Thin-film Josephson junctions with alternating critical current density

Abstract

We study the field dependence of the maximum current ${I}_{m}(H)$ in narrow edge-type thin-film Josephson junctions with alternating critical current density. ${I}_{m}(H)$ is evaluated within nonlocal Josephson electrodynamics taking into account the stray fields that affect the difference of the order-parameter phases across the junction and therefore the tunneling currents. We find that the phase difference along the junction is proportional to the applied field, depends on the junction geometry, but is independent of the Josephson critical current density ${g}_{c}$, i.e., it is universal. An explicit form for this universal function is derived for small currents through junctions of the width $W⪡\ensuremath{\Lambda}$, the Pearl length. The result is used to calculate ${I}_{m}(H)$. It is shown that the maxima of ${I}_{m}(H)\ensuremath{\propto}1/\sqrt{H}$ and the zeros of ${I}_{m}(H)$ are equidistant but only in high fields.

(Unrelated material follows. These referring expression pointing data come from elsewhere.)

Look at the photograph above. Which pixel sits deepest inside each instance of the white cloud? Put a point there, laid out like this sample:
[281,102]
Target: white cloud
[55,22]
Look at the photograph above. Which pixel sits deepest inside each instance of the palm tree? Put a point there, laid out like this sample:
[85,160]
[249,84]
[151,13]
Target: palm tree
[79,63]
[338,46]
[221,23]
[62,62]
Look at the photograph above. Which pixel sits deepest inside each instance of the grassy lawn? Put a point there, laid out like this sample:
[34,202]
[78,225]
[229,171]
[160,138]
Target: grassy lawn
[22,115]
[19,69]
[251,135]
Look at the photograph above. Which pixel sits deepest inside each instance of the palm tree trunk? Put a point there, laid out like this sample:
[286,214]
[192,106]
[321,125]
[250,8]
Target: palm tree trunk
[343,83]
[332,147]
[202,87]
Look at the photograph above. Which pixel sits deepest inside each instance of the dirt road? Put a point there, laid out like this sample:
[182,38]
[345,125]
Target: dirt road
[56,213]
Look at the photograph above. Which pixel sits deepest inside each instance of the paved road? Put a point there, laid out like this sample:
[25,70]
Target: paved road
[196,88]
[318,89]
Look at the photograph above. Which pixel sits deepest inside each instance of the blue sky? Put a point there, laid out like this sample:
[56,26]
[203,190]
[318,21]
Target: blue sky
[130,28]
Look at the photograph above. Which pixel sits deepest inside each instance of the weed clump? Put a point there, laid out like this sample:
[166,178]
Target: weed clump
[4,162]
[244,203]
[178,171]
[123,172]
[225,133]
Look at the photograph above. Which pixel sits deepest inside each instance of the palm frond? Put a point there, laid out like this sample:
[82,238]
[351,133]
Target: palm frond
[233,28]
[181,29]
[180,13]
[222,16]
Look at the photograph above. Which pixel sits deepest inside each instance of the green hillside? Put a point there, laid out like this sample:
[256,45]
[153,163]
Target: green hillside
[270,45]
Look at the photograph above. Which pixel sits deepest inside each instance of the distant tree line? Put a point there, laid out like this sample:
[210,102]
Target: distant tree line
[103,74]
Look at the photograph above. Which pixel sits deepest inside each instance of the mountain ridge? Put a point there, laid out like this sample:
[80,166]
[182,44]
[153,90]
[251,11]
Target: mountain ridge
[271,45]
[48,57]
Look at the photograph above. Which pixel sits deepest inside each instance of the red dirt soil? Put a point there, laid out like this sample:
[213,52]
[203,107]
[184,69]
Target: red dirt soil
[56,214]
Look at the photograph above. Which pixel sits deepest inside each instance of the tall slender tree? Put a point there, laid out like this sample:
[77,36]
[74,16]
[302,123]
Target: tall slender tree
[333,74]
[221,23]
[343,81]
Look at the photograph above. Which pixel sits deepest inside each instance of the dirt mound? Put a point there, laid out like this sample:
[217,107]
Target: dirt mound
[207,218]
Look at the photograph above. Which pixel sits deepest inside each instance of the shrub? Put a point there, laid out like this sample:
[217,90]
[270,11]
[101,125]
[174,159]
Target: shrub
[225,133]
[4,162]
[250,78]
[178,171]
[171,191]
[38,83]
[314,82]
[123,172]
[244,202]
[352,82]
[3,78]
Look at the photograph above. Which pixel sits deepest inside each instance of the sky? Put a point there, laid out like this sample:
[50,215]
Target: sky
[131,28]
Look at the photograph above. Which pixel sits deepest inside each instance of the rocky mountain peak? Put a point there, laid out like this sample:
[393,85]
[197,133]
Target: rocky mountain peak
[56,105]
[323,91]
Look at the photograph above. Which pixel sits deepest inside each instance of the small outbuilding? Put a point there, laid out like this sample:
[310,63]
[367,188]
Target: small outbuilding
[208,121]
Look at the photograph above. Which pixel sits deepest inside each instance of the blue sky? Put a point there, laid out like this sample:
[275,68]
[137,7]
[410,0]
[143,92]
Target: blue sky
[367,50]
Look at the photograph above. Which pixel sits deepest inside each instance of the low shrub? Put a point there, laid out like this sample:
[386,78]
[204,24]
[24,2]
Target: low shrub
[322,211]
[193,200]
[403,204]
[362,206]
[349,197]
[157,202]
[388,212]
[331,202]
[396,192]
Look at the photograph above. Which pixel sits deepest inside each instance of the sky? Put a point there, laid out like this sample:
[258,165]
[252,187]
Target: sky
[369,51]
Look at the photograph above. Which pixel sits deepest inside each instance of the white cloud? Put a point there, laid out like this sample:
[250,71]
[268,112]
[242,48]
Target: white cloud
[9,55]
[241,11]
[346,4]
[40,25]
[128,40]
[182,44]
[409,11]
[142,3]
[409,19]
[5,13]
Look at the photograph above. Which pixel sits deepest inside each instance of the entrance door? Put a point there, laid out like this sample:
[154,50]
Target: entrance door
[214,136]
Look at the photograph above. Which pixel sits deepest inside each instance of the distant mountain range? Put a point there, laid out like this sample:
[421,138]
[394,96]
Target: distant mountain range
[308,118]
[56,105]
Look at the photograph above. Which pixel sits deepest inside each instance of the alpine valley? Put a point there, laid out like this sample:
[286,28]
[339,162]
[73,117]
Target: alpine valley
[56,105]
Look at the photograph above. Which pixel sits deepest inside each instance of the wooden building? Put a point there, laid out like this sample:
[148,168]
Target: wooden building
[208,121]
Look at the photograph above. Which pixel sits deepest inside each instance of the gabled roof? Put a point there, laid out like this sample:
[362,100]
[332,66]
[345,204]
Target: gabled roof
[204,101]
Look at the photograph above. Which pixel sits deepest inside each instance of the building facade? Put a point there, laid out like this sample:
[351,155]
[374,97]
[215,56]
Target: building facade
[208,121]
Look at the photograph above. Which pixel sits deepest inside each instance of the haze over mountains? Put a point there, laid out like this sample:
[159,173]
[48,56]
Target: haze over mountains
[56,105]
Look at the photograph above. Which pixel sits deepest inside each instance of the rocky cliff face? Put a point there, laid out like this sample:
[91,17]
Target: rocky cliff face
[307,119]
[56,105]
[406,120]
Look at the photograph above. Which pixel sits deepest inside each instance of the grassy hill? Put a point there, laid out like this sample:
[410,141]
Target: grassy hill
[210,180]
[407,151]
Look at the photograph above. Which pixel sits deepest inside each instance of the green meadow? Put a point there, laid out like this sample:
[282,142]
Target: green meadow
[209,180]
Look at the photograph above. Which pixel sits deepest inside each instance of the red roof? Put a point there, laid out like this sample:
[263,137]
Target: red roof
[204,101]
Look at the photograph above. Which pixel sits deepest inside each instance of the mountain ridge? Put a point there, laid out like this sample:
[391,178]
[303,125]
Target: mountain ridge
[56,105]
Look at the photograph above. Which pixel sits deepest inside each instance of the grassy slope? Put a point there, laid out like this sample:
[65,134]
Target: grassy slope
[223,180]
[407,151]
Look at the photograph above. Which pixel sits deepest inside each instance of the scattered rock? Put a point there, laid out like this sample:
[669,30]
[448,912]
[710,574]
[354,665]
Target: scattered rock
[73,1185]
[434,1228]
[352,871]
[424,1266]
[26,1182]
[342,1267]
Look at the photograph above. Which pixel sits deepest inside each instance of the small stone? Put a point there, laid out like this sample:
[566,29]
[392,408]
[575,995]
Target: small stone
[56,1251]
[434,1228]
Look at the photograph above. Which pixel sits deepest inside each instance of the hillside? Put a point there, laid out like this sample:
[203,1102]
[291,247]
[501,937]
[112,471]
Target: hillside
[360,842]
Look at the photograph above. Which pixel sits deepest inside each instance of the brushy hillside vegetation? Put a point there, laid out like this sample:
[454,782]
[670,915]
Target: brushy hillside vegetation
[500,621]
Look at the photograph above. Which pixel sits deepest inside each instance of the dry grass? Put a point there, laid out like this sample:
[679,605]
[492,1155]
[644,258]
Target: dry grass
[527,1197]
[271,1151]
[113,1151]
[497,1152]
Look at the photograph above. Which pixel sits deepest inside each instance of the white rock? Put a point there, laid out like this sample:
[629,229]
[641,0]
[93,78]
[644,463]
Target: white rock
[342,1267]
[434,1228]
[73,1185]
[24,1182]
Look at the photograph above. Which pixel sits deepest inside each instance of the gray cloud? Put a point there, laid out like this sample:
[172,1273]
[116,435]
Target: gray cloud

We find that the spacing between zeros is proportional to $1/{W}^{2}$. The general approach is applied to calculate ${I}_{m}(H)$ for a superconducting quantum interference device with two narrow edge-type junctions. If ${g}_{c}$ changes sign periodically or randomly, as it does in grain boundaries of high-${T}_{c}$ materials and superconductor-ferromagnet-superconductor heterostructures, ${I}_{m}(H)$ not only acquires the major side peaks, but due to nonlocality the following peaks decay much slower than in bulk junctions.